转录组测序已经是科研领域的家常菜了,但是对于纷繁杂乱的分析软件,哪些pipeline才是最好的呢?《Impact of RNA‑seq data analysis algorithms on gene expression estimation and downstream prediction》给出了初步的benchmarking结果。
文章测评了278个转录组分析pipeline,包括13种mapping软件、3种定量软件和7种标准化方法。
评价指标:accuracy; precision; reliability
具体分析代码
##############################
# Mapping
##############################
# 1. Bowtie (with RSEM quantification)
#Index Preparation
rsem-prepare-reference --gtf [GTF File] [Genome Fasta] [Output Prefix]
#Mapping and Quantification
rsem-calculate-expression --paired-end -p [CPUs] --bowtie-path [Path to Bowtie] --phred33/64-quals --no-bam-output Read_1.fastq Read_2.fastq [RSEM Index] [Output Prefix]
# 2. Bowtie2
#Index Preparation
bowtie2-build [Reference Fasta File] [Reference Index Output]
#Single-Hit Mapping
bowtie2 -p [CPUs] -x [Reference Index (either AceView or HG)] -1 [read1.fastq] -2 [read2.fastq] > [output file.sam]
#Multi-Hit Mapping
bowtie2 -p [CPUs] -k 200 -x [Reference Index (either AceView or HG)] -1 [read1.fastq] -2 [read2.fastq] > [output file.sam]
# 3. BWA
#Index Preparation
bwa_index [Reference Fasta File]
#Mapping
bwa aln -1 -t [CPUs] [Reference Index (either AceView or HG)] read1.fastq > output1.sai
bwa aln -2 -t [CPUs] [Reference Index (either AceView or HG)] read2.fastq > output2.sai
bwa sampe [Reference Index (either AceView or HG)] output1.sai output2.sai read1.fastq read2.fastq > output.sam
# 4.GSNAP
#Index Preparation
gmap_build -D [Reference Index Output Directory] -d [Reference Index Output Name] [Reference Fasta File]
#Spliced Index Preparation (for Spliced Mapping)
iit_store -o transcriptome.iit [Reference Transcriptome GTF]

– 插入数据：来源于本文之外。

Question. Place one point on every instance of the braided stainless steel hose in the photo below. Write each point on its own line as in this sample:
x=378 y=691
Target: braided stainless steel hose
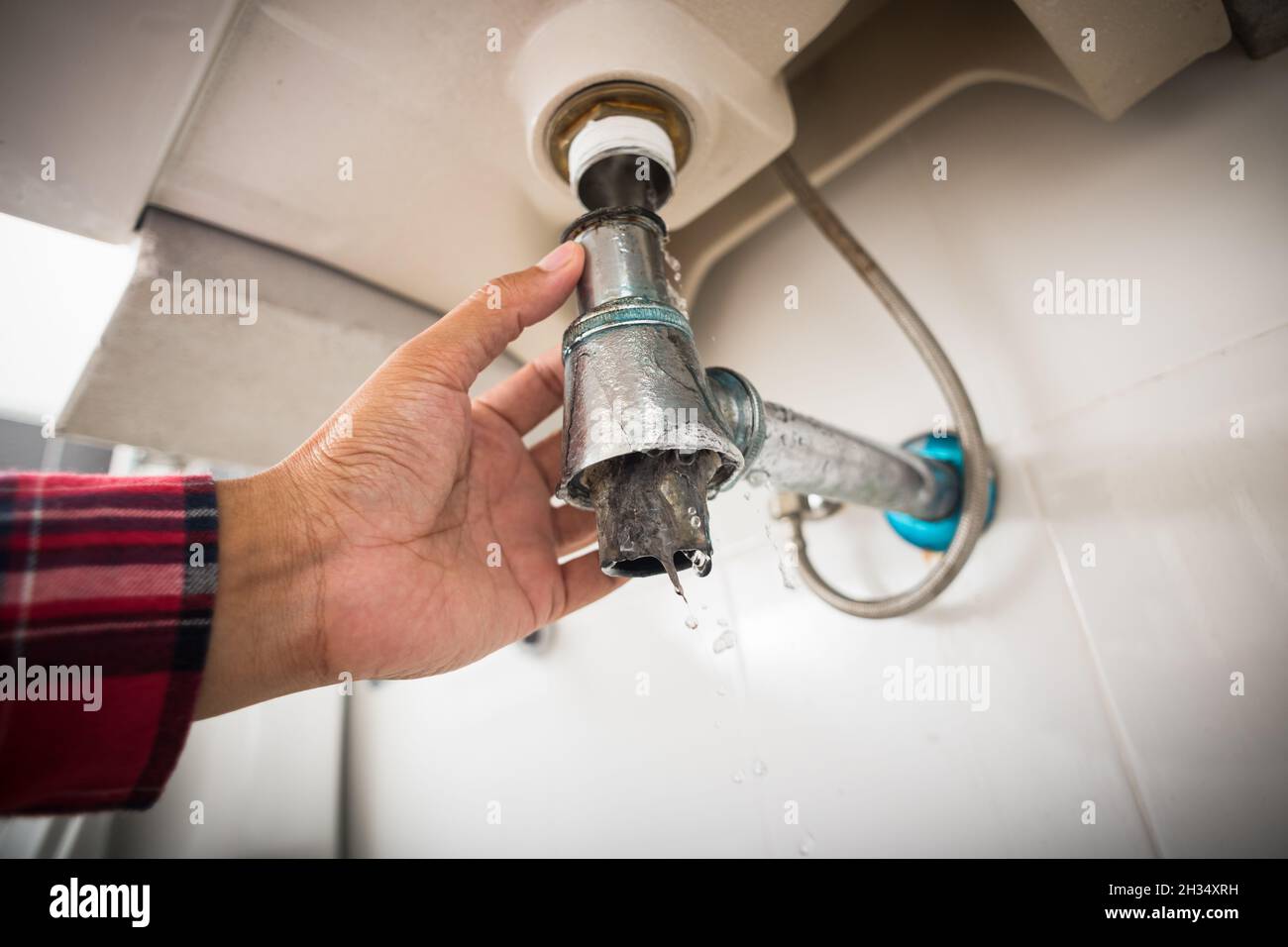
x=975 y=464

#Single-Hit Un-Spliced Mapping
gsnap --nthreads [CPUs] -B 5 -D [Reference Index Directory] --format=sam -n 1 -J 33 -d [Reference Index Name] read1.fastq read2.fastq > output.sam
#Multi-Hit Un-Spliced Mapping
gsnap --nthreads [CPUs] -B 5 -D [Reference Index Directory] --format=sam -n 200 -J 33 -d [Reference Index Name] read1.fastq read2.fastq > output.sam
#Single-Hit Spliced Mapping
gsnap --nthreads [CPUs] -B 5 -D [Reference Index Directory] --format=sam -n 1 -J 33 --d [HG Reference Index Name] -s [Transcriptome Spliced Index (*.iit)] --nofails read1.fastq read2.fastq > output.sam
#Multi-Hit Spliced Mapping
gsnap --nthreads [CPUs] -B 5 -D [Reference Index Directory] --format=sam -n 200 -J 33 --d [HG Reference Index Name] -s [Transcriptome Spliced Index (*.iit)] --nofails read1.fastq read2.fastq > output.sam
# 5.MapSplice
#Index Preparation
Same as Bowtie
#Mapping (SEQC-benchmark Data)
python mapsplice_segments.py -u Read_1.fastq,Read_2.fastq -B [Bowtie Genome Index] -c [Per Contig Genome FASTA Files] -o [Output Directory] [Configuration File]
#Configuration File:
reads_format = FASTQ
segment_mismatches = 1
segment_length = 25
read_length = 100
paired_end = yes
junction_type = non-canonical
full_running = yes
anchor_length = 8
remove_temp_files = yes
remap_mismatches = 2
splice_mismatches = 0
min_intron_length = 70
max_intron_length = 500000
threads = [CPUs]
search_whole_chromosome = no
map_segment_directly = no
run_MapPER = no
do_fusion = no
do_cluster = no
#Mapping (SEQC-application, Neuroblastoma data)
python mapsplice -p [CPUs] -o [Output Directory] --min-intron 70 --max-intron 500000 --bam -c [Per Contig Genome FASTA Files] -x [Bowtie Genome Index] -1 Read_1.fastq -2 Read_2.fastq
# 6.Novoalign
#Index Preparation
novoindex -t [CPUs] [Reference Output Index (*.ndx)] [Reference Fasta File]
#Single-Hit Mapping
novoalign -c [CPUs] -F ILMFQ -o SAM -r Random -d [Reference Index] -f read1.fastq read2.fastq > output.sam
#Multi-Hit Mapping
novoalign -c [CPUs] -F ILMFQ -o SAM -r all -e 200 -d [Reference Index] -f read1.fastq read2.fastq > output.sam
# 7.OSA
#Index Preparation
osa.exe --buildref [Base_Dir] [genome_fasta_file_name] [ref_lib_prefix]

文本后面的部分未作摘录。